Mit der richtigen Vorbereitung ist es also auch im aktuellen System möglich, die negativen finanziellen Folgen einer Auszeit deutlich zu reduzieren. Doch das System könnte noch flexibler werden, wie ein ­Modell aus Deutschland zeigt. Dort erlauben es Zeitwertkonten vielen Arbeitnehmenden, in einen Geldwert umgerechnete Zeit anzusparen und diese zu einem späteren Zeitpunkt für einen Erwerbsunterbruch einzusetzen. Typischerweise können Überstunden, Resturlaubstage oder auch Boni auf das spezielle Vorsorgekonto eingezahlt werden.

In der Schweiz ist es wegen der geltenden gesetzlichen Bestimmungen nicht einfach, eine vergleichbare Möglichkeit anzubieten.
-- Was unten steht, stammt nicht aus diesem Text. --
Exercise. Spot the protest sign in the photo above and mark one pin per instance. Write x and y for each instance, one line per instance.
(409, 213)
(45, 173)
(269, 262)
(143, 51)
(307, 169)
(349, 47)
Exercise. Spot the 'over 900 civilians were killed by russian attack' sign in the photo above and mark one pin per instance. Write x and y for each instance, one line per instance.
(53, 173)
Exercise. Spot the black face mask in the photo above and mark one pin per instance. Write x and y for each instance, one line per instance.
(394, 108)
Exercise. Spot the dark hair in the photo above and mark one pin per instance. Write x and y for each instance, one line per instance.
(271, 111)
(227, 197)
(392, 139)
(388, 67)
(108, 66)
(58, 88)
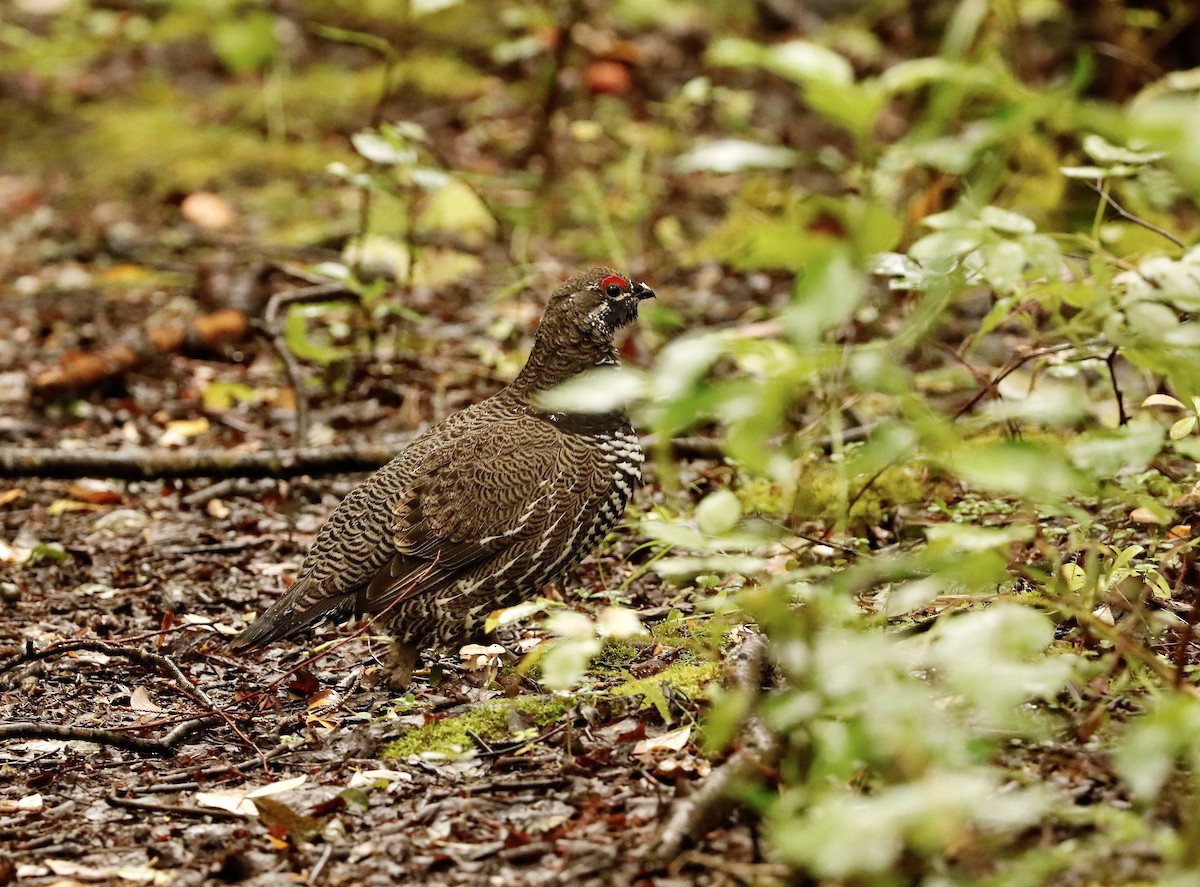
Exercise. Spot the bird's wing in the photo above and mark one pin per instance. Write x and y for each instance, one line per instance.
(480, 496)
Allein Angestellten der SBB steht derzeit dennoch ein Zeit- und Geldsparkonto offen.

Das Interesse daran, Zeit anzusparen, ist gross, wie die Studie VorsorgeDialog 2022 der Hochschule Luzern zeigt: 82% der Befragten befürworten die Möglichkeit, eine Auszeit mit einem speziellen, zusätzlichen Vorsorgekonto zu finanzieren. Besonders bei Frauen, die tendenziell nach wie vor mehr Erwerbsunterbrüche für die Erziehung von Kindern und die Betreuung von Angehörigen einlegen, stösst das Konzept auf Anklang. Doch auch die überwiegende Mehrheit der Männer steht der Idee offen gegenüber.

Flexibler Bezug möglich

Gemäss der Studie schätzen die Befragten in erster Linie die Flexibilität – sowohl beim Bezug als auch bei der Einzahlung. Denn anders als bei herkömmlichen Vorsorgekonten kann frei gewählt werden, wann und wofür die angesparte Zeit eingesetzt wird sowie auch wie viel und zu welchem Zeitpunkt auf das Konto eingezahlt werden soll. Nicht zuletzt profitieren auch die Arbeitgeber. Indem sie ihren Mitarbeitenden die Möglichkeit geben, auf flexible und unkomplizierte Art und Weise für künftige Auszeiten zu sparen, steigern sie die Attraktivität ­ihres Unternehmens und helfen, die Fluktuation in der Belegschaft zu senken – zwei grosse Pluspunkte im ­anhaltenden Fachkräftemangel.

Das breite Interesse an einer solchen Lösung signalisiert einerseits den Willen der Bevölkerung, sich eigenverantwortlich um die Vorsorge zu kümmern. Andererseits wird auch deutlich, dass die Zeit reif ist für eine gesellschaftliche und politische Debatte dazu, wie trotz Erwerbsunterbrüchen die Basis für einen finanziell komfortablen Ruhestand gelegt werden kann.